In terms of the Mark 31 counter-missile’s performance, however, it was a negligible factor.
Five hundred and twenty Manticoran CMs slammed into the oncoming Cataphracts. A first-wave counter-missile launch, intercepting at maximum range, was always the least accurate of a defensive engagement. That was true in this case, as well, and the 520 Mark 31s intercepted only 152 of TF 1027’s Cataphracts…just under three times the kill ratio Barthilu Rosiak had estimated.
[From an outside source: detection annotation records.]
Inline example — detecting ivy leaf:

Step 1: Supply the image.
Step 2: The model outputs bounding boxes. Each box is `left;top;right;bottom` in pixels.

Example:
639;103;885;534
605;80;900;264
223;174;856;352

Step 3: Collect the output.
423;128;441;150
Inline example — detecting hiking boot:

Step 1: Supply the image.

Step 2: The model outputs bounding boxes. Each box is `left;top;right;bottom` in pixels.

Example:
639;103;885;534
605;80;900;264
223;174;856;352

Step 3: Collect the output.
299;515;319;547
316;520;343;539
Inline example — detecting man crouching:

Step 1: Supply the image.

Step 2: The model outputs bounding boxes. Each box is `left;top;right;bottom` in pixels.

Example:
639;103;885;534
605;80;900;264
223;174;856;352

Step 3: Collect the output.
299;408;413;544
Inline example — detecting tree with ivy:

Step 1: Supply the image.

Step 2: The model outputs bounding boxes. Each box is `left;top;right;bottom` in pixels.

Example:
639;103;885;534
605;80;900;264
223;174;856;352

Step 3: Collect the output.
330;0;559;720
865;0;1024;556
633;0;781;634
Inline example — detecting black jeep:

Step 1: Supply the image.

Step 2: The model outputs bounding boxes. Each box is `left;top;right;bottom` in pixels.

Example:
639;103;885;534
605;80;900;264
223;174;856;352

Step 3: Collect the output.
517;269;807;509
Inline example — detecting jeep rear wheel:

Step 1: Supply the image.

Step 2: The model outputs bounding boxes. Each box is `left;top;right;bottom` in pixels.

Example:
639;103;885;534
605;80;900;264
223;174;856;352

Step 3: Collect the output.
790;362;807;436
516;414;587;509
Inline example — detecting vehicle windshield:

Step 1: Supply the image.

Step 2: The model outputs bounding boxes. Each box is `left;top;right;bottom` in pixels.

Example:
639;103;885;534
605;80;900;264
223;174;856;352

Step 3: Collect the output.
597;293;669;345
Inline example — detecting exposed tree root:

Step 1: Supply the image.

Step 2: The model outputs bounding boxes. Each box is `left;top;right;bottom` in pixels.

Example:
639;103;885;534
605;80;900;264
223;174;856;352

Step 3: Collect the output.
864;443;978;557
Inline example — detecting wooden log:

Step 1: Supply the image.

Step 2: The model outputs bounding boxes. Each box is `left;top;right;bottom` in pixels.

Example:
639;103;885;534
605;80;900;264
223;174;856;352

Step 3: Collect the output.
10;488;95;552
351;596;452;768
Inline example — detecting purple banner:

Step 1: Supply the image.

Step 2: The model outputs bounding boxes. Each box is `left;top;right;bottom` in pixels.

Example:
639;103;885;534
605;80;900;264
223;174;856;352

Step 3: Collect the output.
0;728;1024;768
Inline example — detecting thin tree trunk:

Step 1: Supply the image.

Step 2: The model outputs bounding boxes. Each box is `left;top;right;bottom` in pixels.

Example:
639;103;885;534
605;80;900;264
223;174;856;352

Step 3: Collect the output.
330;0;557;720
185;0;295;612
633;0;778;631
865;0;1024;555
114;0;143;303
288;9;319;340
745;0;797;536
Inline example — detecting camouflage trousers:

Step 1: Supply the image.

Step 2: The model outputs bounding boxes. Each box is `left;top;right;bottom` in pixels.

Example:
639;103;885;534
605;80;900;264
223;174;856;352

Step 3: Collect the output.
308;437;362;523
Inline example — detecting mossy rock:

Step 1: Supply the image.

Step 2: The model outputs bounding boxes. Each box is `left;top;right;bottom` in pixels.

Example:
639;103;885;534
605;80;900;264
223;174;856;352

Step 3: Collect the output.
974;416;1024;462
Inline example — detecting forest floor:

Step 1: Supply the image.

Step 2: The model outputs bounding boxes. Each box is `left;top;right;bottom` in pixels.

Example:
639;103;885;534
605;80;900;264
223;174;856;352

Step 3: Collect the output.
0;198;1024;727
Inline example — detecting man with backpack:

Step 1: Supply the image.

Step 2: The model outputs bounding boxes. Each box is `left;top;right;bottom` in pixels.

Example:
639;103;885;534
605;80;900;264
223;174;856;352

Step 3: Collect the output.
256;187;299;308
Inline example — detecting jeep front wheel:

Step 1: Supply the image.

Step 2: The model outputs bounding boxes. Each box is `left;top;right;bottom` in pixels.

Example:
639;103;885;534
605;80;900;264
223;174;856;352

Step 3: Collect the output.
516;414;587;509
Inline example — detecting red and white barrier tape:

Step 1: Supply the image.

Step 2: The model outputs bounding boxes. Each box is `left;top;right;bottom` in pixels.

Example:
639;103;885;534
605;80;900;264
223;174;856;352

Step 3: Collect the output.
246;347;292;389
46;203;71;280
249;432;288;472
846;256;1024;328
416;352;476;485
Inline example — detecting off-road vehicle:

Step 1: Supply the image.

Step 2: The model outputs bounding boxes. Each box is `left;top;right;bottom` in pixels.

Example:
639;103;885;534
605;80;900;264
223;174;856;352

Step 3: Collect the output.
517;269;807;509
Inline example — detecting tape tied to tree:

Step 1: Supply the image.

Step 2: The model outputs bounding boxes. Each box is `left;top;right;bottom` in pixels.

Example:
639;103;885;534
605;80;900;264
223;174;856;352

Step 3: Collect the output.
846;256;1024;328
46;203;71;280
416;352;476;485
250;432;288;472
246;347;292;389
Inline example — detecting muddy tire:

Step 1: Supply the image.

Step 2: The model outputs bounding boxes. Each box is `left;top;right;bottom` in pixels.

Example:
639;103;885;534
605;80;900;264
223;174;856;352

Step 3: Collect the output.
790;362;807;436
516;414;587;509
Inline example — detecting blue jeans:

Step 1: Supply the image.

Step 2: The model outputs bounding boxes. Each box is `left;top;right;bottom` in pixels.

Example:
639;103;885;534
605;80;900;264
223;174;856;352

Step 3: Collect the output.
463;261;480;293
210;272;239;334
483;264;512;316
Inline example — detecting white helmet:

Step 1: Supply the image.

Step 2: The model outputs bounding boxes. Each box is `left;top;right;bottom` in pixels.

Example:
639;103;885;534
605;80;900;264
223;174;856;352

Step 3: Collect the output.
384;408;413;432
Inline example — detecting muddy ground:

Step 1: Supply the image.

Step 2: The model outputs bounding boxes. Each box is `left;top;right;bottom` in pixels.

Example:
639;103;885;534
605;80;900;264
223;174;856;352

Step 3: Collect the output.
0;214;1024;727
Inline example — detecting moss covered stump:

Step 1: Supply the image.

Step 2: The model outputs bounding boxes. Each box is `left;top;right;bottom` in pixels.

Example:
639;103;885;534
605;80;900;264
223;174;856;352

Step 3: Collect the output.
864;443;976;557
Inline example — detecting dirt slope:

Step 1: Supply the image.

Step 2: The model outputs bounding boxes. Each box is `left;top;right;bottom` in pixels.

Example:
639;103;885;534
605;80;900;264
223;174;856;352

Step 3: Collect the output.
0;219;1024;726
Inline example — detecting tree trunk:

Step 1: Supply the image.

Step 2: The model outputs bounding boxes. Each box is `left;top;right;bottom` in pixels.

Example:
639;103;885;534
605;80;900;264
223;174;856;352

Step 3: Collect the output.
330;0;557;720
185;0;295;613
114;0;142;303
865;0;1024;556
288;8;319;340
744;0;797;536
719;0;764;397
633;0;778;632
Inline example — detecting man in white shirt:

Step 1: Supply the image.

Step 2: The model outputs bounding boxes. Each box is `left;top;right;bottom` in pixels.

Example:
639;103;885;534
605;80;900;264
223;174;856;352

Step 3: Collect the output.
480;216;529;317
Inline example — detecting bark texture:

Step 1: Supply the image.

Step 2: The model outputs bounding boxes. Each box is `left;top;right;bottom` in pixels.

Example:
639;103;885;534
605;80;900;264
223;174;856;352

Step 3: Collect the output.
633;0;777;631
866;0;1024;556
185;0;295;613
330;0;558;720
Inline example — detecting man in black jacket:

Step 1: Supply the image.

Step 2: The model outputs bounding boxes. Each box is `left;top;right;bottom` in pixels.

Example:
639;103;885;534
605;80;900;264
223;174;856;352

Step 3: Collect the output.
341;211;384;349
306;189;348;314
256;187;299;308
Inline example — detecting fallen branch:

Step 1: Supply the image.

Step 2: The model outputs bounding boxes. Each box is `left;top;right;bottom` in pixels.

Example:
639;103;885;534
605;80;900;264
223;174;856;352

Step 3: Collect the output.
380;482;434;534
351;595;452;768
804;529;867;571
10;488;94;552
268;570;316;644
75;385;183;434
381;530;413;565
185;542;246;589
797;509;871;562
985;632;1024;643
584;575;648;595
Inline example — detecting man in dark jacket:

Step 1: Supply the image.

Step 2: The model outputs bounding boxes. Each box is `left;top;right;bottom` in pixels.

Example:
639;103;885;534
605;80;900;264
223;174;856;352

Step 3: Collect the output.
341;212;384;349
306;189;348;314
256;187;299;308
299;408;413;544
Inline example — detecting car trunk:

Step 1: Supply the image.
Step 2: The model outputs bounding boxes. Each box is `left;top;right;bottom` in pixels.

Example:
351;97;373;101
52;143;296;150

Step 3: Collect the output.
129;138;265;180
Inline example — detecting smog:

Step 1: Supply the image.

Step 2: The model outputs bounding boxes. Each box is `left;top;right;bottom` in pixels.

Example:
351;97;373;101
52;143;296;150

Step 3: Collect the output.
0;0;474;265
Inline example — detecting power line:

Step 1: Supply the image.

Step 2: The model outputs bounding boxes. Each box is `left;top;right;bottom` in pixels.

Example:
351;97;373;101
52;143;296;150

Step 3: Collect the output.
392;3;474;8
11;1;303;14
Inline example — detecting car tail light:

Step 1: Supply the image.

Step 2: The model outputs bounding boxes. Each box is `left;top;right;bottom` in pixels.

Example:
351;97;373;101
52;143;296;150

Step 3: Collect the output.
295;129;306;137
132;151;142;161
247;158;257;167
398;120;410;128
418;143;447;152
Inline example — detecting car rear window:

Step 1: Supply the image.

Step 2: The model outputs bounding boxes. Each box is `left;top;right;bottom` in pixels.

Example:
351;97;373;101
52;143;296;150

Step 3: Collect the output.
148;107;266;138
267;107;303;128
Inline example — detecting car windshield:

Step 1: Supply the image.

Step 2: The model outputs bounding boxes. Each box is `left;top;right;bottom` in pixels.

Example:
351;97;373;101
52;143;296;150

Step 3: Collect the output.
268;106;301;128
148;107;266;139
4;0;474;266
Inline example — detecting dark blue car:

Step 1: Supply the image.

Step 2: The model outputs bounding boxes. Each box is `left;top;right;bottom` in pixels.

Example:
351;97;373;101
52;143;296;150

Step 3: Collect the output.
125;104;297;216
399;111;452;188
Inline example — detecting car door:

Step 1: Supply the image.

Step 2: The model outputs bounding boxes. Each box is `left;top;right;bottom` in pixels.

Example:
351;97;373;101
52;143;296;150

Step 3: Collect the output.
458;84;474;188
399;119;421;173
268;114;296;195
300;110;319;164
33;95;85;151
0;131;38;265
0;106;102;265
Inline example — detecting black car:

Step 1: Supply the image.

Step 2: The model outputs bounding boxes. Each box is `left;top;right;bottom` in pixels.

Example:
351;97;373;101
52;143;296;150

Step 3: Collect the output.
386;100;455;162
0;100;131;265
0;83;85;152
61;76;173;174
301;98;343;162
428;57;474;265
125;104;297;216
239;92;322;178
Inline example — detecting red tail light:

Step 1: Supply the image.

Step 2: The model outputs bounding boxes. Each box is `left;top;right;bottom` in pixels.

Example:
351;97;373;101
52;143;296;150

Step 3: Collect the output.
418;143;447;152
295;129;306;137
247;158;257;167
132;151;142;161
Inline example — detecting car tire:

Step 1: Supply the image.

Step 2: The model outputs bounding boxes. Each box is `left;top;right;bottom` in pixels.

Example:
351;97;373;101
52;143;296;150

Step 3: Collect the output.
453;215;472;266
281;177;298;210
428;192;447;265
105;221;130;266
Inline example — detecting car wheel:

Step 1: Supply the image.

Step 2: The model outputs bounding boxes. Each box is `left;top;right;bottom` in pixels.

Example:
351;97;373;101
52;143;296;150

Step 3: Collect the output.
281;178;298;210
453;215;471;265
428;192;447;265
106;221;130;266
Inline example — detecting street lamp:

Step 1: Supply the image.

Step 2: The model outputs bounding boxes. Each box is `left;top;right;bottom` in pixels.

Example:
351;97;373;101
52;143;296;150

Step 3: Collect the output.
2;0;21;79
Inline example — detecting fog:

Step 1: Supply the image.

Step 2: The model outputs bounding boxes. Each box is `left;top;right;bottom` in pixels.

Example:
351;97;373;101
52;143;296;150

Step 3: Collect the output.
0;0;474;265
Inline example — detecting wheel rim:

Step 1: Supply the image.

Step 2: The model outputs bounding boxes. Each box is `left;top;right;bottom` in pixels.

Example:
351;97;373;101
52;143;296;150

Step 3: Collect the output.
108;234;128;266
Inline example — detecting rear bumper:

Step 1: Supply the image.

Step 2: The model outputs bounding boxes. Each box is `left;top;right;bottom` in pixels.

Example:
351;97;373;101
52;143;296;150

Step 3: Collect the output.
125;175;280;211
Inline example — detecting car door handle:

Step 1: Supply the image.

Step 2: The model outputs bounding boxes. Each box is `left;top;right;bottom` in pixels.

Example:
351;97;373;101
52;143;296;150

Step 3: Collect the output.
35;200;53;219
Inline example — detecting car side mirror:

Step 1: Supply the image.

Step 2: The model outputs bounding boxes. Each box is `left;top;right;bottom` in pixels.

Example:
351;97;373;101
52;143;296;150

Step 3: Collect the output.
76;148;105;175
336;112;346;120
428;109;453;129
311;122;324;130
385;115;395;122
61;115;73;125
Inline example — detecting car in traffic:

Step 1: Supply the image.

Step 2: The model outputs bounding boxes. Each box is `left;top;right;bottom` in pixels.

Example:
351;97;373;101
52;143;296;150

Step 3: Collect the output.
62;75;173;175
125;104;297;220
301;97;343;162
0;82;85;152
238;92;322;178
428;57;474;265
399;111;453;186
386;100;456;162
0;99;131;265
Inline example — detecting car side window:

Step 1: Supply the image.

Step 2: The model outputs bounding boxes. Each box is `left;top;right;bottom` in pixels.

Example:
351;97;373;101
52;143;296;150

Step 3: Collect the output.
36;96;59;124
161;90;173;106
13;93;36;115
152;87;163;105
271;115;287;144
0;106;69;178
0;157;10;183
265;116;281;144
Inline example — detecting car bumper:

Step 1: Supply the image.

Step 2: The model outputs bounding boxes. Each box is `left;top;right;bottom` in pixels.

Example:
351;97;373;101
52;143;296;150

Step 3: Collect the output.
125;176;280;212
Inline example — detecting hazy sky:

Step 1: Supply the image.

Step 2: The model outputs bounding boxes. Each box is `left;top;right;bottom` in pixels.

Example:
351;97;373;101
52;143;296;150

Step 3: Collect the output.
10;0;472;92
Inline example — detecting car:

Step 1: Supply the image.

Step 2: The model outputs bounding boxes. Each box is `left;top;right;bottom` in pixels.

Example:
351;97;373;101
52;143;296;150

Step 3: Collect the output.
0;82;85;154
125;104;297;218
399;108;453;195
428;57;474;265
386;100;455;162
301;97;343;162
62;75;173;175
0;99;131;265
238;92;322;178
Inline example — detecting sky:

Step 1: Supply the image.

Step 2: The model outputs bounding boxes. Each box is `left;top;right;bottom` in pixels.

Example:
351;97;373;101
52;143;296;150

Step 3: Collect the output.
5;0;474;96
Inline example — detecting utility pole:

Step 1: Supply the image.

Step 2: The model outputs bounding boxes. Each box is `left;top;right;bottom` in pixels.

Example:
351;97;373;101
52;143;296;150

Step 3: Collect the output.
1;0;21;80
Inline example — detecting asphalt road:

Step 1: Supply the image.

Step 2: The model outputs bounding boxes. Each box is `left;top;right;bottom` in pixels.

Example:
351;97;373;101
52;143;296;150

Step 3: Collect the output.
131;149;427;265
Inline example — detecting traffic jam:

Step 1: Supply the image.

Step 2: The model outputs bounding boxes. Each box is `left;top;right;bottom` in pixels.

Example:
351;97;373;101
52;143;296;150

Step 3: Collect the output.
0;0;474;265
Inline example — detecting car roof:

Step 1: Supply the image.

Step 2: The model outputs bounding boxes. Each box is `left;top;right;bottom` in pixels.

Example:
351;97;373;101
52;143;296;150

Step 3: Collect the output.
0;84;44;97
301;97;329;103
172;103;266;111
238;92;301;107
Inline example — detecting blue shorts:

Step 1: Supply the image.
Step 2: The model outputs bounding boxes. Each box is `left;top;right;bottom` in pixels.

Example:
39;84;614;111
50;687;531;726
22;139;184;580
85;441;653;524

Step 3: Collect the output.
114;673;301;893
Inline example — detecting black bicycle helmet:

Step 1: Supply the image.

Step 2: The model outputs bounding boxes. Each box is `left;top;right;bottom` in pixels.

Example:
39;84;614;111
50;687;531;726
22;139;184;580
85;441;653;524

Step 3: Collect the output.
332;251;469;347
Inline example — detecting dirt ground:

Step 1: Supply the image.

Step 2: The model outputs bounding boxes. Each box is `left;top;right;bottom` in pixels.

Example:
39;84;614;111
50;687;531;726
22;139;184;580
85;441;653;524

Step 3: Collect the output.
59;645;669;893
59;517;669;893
Jane Isotalo’s eyes narrowed and fury burned in their depths.
She’d thought the Manties’ decision to remain at rest relative to the terminus had indicated they intended to translate out as soon as a serious attack came their way. And, to be honest, she hadn’t intended her first salvo as a serious attack. She had expected them to either disappear into hyper or take some significant damage from it, however.
Not going to happen, Jane, she thought now, hands tightening on her command chair’s armrests as the second wave of CMs, with more time to acquire their targets, intercepted 260 attack missiles.
They’re still feeding at least some telemetry to those damned things, she thought grimly. They have to be. But how in hell can they even see my birds through their frigging wedges?
The third wave intercepted 300 attack missiles. The fourth intercepted 393, and the fifth took down 471, a staggering 90.5% interception rate. All told, the Manticoran counter-missiles intercepted 1,183 Cataphracts, almost twenty percent of her total launch, and like all good missile defense officers, the Manties had concentrated on the fire most likely to find a target. They’d done a remarkably good job of ignoring the hundreds of Cataphracts which veered off to chase decoys or simply went off on a vector to God only knew where when they lost both sensor lock and telemetry.